Rust and GObject

First all, I’m not a Rust programmer, this is just a point of view of my first impressions about Rust, from documentation of it, and how I see it to use with GObject.

From documentation Rust provides a low level and high level API to access common operations. Provides a set of assumptions to help its great features like automatic memory management, secure and concurrent data access. On high level side, Rust provides a rich set of common collection, iterators, tuples and others.

For GObject interoperability, there is a project , and this too, I found to allow you to use GObject based libraries in Rust, while they depends on other project, or directly on GObject Introspection generated XML files to introspect these C libraries.

I don’t see a GObject equivalent, not jet at least, into Rust. From GNOME developers site, I found an introduction to GObject:

  • A generic type system to register arbitrary single-inherited flat and deep derived types as well as interfaces for structured types. It takes care of creation, initialization and memory management of the assorted object and class structures, maintains parent/child relationships and deals with dynamic implementations of such types. That is, their type specific implementations are relocatable/unloadable during runtime.
  • A collection of fundamental type implementations, such as integers, doubles, enums and structured types, to name a few.
  • A sample fundamental type implementation to base object hierarchies upon – the GObject fundamental type.
  • A signal system that allows very flexible user customization of virtual/overridable object methods and can serve as a powerful notification mechanism.
  • An extensible parameter/value system, supporting all the provided fundamental types that can be used to generically handle object properties or otherwise parameterized types.

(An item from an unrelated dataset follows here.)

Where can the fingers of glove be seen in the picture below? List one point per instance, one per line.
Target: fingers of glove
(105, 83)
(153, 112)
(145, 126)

One of the most powerful features on GObject is C, but at the same time it its weakest one, because GObject through GObject Introspection makes easy to create bindings to any languages, including Rust. But is hard to write code for GObject classes and interfaces. GObject provides an Object Oriented programing paradigm to C.

I don’t think any one is thinking to rewrite GObject based libraries to Rust, because you can. Then lets put this option aside for a moment.

While Rust have great features, I would like to find a way to write a Rust library and share it through GObject Introspection GIR, making it available to other languages at day 0. Just remember GObject Introspection, is better suitable for GObject based libraries.

I don’t find in Rust a direct GInterface equivalent, no classes, no object properties and signals, no error reporting equivalent to GError. All of them are getting in, by bindings from GLib, GObject and GIO libraries, written in C, using GIR. I don’t think any one will re-write that libraries to Rust.

GObject bindings to Rust are not stable jet and may mature enough in a few years, depending on demand, resources and their use in new written code.

My personal conclusion
  • GNOME will relay on GObject for next 5 to 10 years.
  • GObject will be improved and maintained in same period.
  • GObject Introspection will be a vehicle to easy access C libraries from other languages, including Rust.
  • Rust will grow and hope they’ll add object oriented mechanisms equivalent to GObject/GInterface, in order to provide equivalent more secure and concurrent safe API to create new libraries.
  • C language, will be here for next 20 years, but may gradually delegated to raw operations.

 

Author: despinosa

Linux and GNOME user, full time, since 2001. Actual maintainer of GXml and contributor to other projects mainly on GObject Introspection support.

One thought on “Rust and GObject”

  1. Adding object-oriented mechanisms to Rust would be a disaster. The OOP paradigm itself causes issues like rampant cache misses and code redundancy, requiring ever-increasing cache sizes to attain reasonable performance. Instead, what Rust is currently doing with a data-oriented design is much more efficient, and you can still accomplish everything that you’re doing with OOP, but with increased flexibility. You simply have to learn how to accomplish the tasks using a protocol/trait-oriented approach, which provides ad-hoc polymorphism. Signals, for example, can be achieved by having your method/function take another function as the input argument.

    If you can write something in C, you can also write something in Rust. What you’re looking for specifically is not related to Rust but access to GNOME-specific APIs on Rust. This can be done either by utilizing an existing binding, improving upon existing bindings, or by simply importing the C libraries and using the functions and data structures that you want via the FFI. If you want to export your Rust library to other languages, then you can just export a C ABI for your public functions. Existing bindings may be lacking for Rust simply because there hasn’t been much want or need for them, as it’s largely exclusive to GNOME developers.

    As for delegating C to raw operations, C is no more relevant for raw operations than Rust, which is capable of achieving the same low level raw operations that you can do with C, and to an extent even lower level than C as it integrates directly with LLVM primitives. You may check out the #[no_std] section of Rust, for example, which is lower level than C itself.